Yesterday, on International Holocaust Remembrance Day, I saw a video showing a pregnant descendant of Holocaust survivors get dragged out of Ireland’s Holocaust Memorial Day state ceremony after protesting the president for trafficking in Holocaust inversion by using his speech to draw parallels between the Holocaust and Gaza.
In another clip marking the day, I watched as the presenter on a British morning show spoke about the six million “people” who were killed in concentration camps during the Holocaust without actually mentioning the Jews. She did, however, mention the “millions of others, because they were Polish, disabled, gay, or belonged to another ethnic group”.

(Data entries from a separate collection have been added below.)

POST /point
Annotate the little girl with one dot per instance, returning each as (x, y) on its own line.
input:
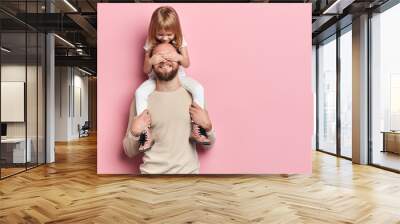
(165, 28)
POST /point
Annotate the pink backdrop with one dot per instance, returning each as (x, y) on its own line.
(254, 61)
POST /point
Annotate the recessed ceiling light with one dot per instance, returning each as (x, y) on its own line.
(5, 50)
(70, 5)
(64, 40)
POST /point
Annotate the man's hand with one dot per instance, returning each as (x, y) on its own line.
(200, 116)
(140, 122)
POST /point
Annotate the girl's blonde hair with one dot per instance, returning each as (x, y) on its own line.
(165, 18)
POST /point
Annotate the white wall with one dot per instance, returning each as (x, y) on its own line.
(68, 83)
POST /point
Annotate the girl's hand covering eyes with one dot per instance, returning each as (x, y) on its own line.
(156, 59)
(172, 56)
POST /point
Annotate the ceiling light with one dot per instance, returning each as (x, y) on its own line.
(337, 7)
(5, 50)
(70, 5)
(64, 40)
(84, 71)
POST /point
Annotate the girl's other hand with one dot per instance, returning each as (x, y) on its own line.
(140, 122)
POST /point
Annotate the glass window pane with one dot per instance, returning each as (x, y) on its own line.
(346, 94)
(327, 96)
(385, 89)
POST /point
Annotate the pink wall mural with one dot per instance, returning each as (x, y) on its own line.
(254, 61)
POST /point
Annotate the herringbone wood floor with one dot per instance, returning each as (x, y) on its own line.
(70, 191)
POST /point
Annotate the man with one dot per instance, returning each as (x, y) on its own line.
(170, 110)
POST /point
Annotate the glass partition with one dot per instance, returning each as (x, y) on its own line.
(22, 78)
(346, 92)
(327, 95)
(385, 89)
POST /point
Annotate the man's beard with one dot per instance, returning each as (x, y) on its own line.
(168, 76)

Let’s see if I understand this correctly. More than half of the people murdered in the camps by the Nazis were Jews and were targeted precisely because they were Jewish, but somehow, we have reached the point where, when talking about the Holocaust (and on International Holocaust Remembrance Day, no less!), people are either actively choosing to erase us from the narrative or essentially telling us to stop centering ourselves with regard to our own genocide. By the way, here’s a spoiler alert. In 1939, the year in which World War 2 began, it is estimated that there were approximately 16.6 million Jews in the world. As of October 2024, there are 15.8 million Jews in the world (around .2% of the world’s population). In other words, we still haven’t returned to our pre-Holocaust numbers – that’s what an actual genocide looks like.
Jew hatred targeting both individuals and institutions has reached terrifying, unprecedented levels across the political spectrum and around the world, and despite the apparent fondness of some people to say with regard to the Holocaust that, “those who don’t learn history are doomed to repeat it”, I think we can point out, rather unequivocally, that the grand, well-documented history of antisemitism is, indeed repeating itself.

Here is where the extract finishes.